CMS Proposes New Competitive Acquisition Program for Part B Drugs
On March 4, CMS published a proposed rule dealing with the competitive acquisition program (CAP) for drugs under Part B. This provision was part of the MMA of 2003. It is a voluntary program where physicians can elect to have a vendor(s) provide and bill for drugs provided to Medicare patients for use in the physician’s office. Physicians electing to participate in CAP would no longer need to bill the program nor the beneficiary for coinsurance for incident-to drugs. While the government indicates that this might yield some savings relative to the current system, its stated objective is to reduce the financial burden on physicians who no longer have to bill the program and beneficiaries for drugs. ASH submitted comments to CMS on the proposed rule that include a number of concerns about the proposed rule, particularly the administrative burden placed on participating physicians, the impact of the CAP on the calculation of the average sales price, and the impact of the CAP on patient access. The details of the program are outlined in ASH’s summary of the rule.

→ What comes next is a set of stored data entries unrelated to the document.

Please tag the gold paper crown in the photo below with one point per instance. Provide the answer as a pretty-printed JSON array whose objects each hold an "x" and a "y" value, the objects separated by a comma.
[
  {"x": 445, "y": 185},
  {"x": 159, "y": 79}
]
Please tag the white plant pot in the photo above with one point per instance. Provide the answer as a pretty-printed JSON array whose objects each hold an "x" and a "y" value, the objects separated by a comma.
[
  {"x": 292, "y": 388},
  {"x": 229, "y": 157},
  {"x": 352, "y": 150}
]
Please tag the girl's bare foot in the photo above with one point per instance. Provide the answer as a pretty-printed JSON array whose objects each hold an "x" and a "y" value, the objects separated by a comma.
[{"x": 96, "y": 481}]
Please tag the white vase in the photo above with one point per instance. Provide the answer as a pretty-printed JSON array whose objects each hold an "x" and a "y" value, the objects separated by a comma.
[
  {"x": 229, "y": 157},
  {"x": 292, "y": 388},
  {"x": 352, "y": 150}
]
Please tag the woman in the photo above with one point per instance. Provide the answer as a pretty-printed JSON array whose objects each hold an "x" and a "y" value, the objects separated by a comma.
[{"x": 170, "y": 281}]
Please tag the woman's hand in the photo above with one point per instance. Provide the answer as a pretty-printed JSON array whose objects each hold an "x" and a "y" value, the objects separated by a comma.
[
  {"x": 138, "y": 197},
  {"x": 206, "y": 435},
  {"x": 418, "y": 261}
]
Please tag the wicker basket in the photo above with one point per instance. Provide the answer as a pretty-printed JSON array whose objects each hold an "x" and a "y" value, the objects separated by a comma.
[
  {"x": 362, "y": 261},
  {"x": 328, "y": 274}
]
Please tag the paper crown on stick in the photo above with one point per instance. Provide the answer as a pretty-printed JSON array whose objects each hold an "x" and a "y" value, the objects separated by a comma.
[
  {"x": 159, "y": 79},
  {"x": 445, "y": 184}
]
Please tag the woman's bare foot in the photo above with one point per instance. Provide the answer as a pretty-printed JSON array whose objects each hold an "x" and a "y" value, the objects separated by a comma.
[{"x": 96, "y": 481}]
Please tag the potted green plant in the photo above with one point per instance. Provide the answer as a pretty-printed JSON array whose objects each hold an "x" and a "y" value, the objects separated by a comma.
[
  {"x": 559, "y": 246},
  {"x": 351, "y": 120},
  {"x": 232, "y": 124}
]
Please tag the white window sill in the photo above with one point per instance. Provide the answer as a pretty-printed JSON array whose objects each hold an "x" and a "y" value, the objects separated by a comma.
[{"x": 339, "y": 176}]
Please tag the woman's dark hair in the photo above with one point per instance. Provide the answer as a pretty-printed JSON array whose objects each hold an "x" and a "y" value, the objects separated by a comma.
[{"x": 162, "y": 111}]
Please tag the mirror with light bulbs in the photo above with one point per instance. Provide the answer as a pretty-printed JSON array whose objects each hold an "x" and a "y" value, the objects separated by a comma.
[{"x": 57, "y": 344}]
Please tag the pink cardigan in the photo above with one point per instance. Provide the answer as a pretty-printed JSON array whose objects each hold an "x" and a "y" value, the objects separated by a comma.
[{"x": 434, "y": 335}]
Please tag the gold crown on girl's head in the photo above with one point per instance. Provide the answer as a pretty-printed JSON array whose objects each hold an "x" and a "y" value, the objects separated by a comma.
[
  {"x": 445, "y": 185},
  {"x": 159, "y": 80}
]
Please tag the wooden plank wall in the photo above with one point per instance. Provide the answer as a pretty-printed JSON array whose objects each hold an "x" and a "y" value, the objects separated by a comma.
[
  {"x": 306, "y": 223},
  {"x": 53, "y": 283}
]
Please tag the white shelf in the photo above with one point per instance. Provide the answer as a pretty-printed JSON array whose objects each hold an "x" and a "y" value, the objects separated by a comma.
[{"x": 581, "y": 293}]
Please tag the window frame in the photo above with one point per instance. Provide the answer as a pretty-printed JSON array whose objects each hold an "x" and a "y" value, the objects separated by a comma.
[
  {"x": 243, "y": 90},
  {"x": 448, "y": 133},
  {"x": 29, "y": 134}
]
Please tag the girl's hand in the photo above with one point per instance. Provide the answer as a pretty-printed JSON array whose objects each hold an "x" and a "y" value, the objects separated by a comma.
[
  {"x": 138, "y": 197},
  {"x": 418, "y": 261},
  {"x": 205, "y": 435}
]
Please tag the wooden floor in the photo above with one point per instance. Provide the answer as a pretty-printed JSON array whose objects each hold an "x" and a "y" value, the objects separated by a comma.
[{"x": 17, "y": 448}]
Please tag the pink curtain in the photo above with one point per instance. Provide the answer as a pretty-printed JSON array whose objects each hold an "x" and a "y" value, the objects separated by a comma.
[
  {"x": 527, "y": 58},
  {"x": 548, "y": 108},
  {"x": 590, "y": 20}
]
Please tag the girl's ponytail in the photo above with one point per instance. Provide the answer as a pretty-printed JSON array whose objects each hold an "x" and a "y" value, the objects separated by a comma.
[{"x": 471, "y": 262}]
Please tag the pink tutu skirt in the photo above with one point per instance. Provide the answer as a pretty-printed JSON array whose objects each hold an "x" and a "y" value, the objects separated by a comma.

ASH has submitted comments to CMS that include a number of concerns about the proposed regulations, particularly the administrative burden for participating physicians, the impact of the CAP on the calculation of ASP, and the impact on beneficiary access to drugs. Following are several highlights from the comments:
- Handling unused drugs – The regulations need significant clarification on handling unused drugs obtained through the CAP program. ASH recommended that CMS work closely with affected specialty societies to establish policies for dealing with this issue.
- Payment for administrative costs – ASH recommended that separate payment be established to capture the significant additional administrative costs associated with obtaining drugs through the CAP.
- Integrity of drugs – ASH is concerned that prescribing physicians might be held liable for errors on the part of a CAP vendor due to mistakes in the drug delivered, contamination of the product, etc. ASH recommended that the contract should clarify that the vendor is solely responsible for such errors and the vendor needs to maintain adequate liability insurance to indemnify a physician for any damages.
- Availability of new drugs – ASH is concerned about the incorporation of new drugs, which were not considered by vendors in their bids or which were not on the market when physicians were asked to make their election to the program. To assure that Medicare beneficiaries have access to the most current drug therapy, ASH recommended that CMS require that vendors add all new drugs to the list of drugs covered under the CAP.